Intel® FPGA SDK for OpenCL™ Pro Edition: Best Practices Guide

ID 683521
Date 10/04/2021
Public

A newer version of this document is available. Customers should click here to go to the newest version.

Document Table of Contents

1.3. Single Work-Item Kernel versus NDRange Kernel

Intel® recommends that you structure your OpenCL kernel as a single work-item, if possible. However, if your kernel program benefits from explicitly describing multiple concurrent threads, you can structure your application as an NDRange kernel because the kernel can execute multiple work-items concurrently.

When a kernel describes a single work item, the Intel® FPGA SDK for OpenCL™ host can execute the kernel as a single work-item, which is equivalent to launching a kernel with an NDRange size of (1, 1, 1). The compiler tries to accelerate the single work item for best performance.

The OpenCL Specification version 1.0 describes this mode of operation as task parallel programming. A task refers to a kernel executed with one work-group that contains one work-item.

Generally, the host launches multiple work-items in parallel. However, this data parallel programming model is not suitable for situations where fine-grained data must be shared among parallel work-items. In these cases, you can maximize throughput by expressing your kernel as a single work-item. Unlike NDRange kernels, single work-item kernels follow a natural sequential model similar to C programming. Particularly, you do not have to partition the data across work-items.

To ensure high-throughput single work-item-based kernel execution on the FPGA, the Intel® FPGA SDK for OpenCL™ Offline Compiler must process multiple pipeline stages in parallel at any given time. This parallelism is realized by pipelining the iterations of loops.

Consider the following simple example code that shows accumulating with a single-work item:

1 kernel void accum_swg (global int* a, 
                         global int* c, 
                         int size, 
                         int k_size) {
2     int sum[1024];
3     for (int k = 0; k < k_size; ++k) {
4        for (int i = 0; i < size; ++i) {
5            int j = k * size + i;
6            sum[k] += __prefetching_load(&a[j]);
7        }
8     }
9     for (int k = 0; k < k_size; ++k) {
10       c[k] = sum[k];
11    }
12 }
During each loop iteration, data values from the global memory a is accumulated to sum[k]. In this example, the inner loop on line 4 has an initiation interval value of 1 with a latency of 11. The outer loop also has an initiation interval value greater than or equal to 1 with a latency of 8.
Note: The launch frequency of a new loop iteration is called the initiation interval (II). II refers to the number of hardware clock cycles for which the pipeline must wait before it can process the next loop iteration.

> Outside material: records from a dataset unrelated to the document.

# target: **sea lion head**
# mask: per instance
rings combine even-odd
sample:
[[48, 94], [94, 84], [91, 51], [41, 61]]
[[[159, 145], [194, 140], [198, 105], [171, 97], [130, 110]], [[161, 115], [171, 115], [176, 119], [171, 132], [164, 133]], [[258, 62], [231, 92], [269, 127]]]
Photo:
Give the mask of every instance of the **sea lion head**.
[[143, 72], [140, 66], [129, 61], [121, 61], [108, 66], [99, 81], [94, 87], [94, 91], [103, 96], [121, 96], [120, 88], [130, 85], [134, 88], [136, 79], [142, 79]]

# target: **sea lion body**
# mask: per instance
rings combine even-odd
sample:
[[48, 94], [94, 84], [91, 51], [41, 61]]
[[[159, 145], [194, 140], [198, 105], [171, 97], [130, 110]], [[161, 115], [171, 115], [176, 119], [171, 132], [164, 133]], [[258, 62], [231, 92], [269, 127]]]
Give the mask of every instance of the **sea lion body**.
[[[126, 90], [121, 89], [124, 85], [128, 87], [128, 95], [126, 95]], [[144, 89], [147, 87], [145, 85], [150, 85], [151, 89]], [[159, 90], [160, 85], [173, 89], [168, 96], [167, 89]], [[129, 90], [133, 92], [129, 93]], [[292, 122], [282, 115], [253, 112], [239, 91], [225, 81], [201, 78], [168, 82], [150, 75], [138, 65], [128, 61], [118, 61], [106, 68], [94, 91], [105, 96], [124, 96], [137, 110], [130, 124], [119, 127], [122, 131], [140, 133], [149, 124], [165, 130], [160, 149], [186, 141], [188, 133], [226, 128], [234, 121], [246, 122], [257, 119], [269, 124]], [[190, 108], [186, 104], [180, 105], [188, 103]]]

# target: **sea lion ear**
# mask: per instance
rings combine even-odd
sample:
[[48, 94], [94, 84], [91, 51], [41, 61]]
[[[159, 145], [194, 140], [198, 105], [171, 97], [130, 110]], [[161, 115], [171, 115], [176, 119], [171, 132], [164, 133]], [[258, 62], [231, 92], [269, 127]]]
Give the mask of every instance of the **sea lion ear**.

An optimally unrolled loop has an II value of 1 because one loop iteration is processed every clock cycle.
Figure 7. System View of Single-Work Item Kernel

The following figure illustrates how each iteration of i enters into the block:

Figure 8. Inner Loop accum_swg.B2 Execution

When you observe the outer loop, having an II value of 1 also means that each iteration of the thread can enter at every clock cycle. In the example, k_size of 20 and size of 4 is considered. This is true for the first eight clock cycles as outer loop iterations 0 to 7 can enter without any downstream stalling it. Once thread 0 enters into the inner loop, it takes four iterations to finish. Threads 1 to 8 cannot enter into the inner loop and they are stalled for four cycles by thread 0. Thread 1 enters into the inner loop after thread 0's iterations are completed. As a result, thread 9 enters into the outer loop on clock cycle 13. Threads 9 to 20 enters into the loop at every four clock cycles, which is the value of size. Through this example, you can observe that the dynamic initiation interval of the outer loop is greater than the statically predicted initiation interval of 1 and it is a function of the trip count of the inner loop.

Figure 9. Single Work-Item Execution
Important:
  • Using any of the following functions causes your kernel to be interpreted as an NDRange:
    • get_local_id()
    • get_global_id()
    • get_group_id()
    • get_local_linear_id()
    • barrier
  • If the reqd_work_group_size attribute is specified to be anything other than (1, 1, 1), your kernel is interpreted as an NDRange. Otherwise, your kernel is interpreted as a single-work-item kernel.

Consider the same accumulate example written in NDRange:

kernel void accum_ndr (global int* a, 
                       global int* c, 
                       int size) {
   int k = get_global_id(0);

   int sum[1024];
   for (int i = 0; i < size; ++i) {
     int j = k * size + i;
     sum[k] += a[j];
   }
   c[k] = sum[k];
}
Figure 11. System View of the NDRange Kernel

Limitations

The OpenCL task parallel programming model does not support the notion of a barrier in single-work-item execution. Replace barriers (barrier) with memory fences (mem_fence) in your kernel.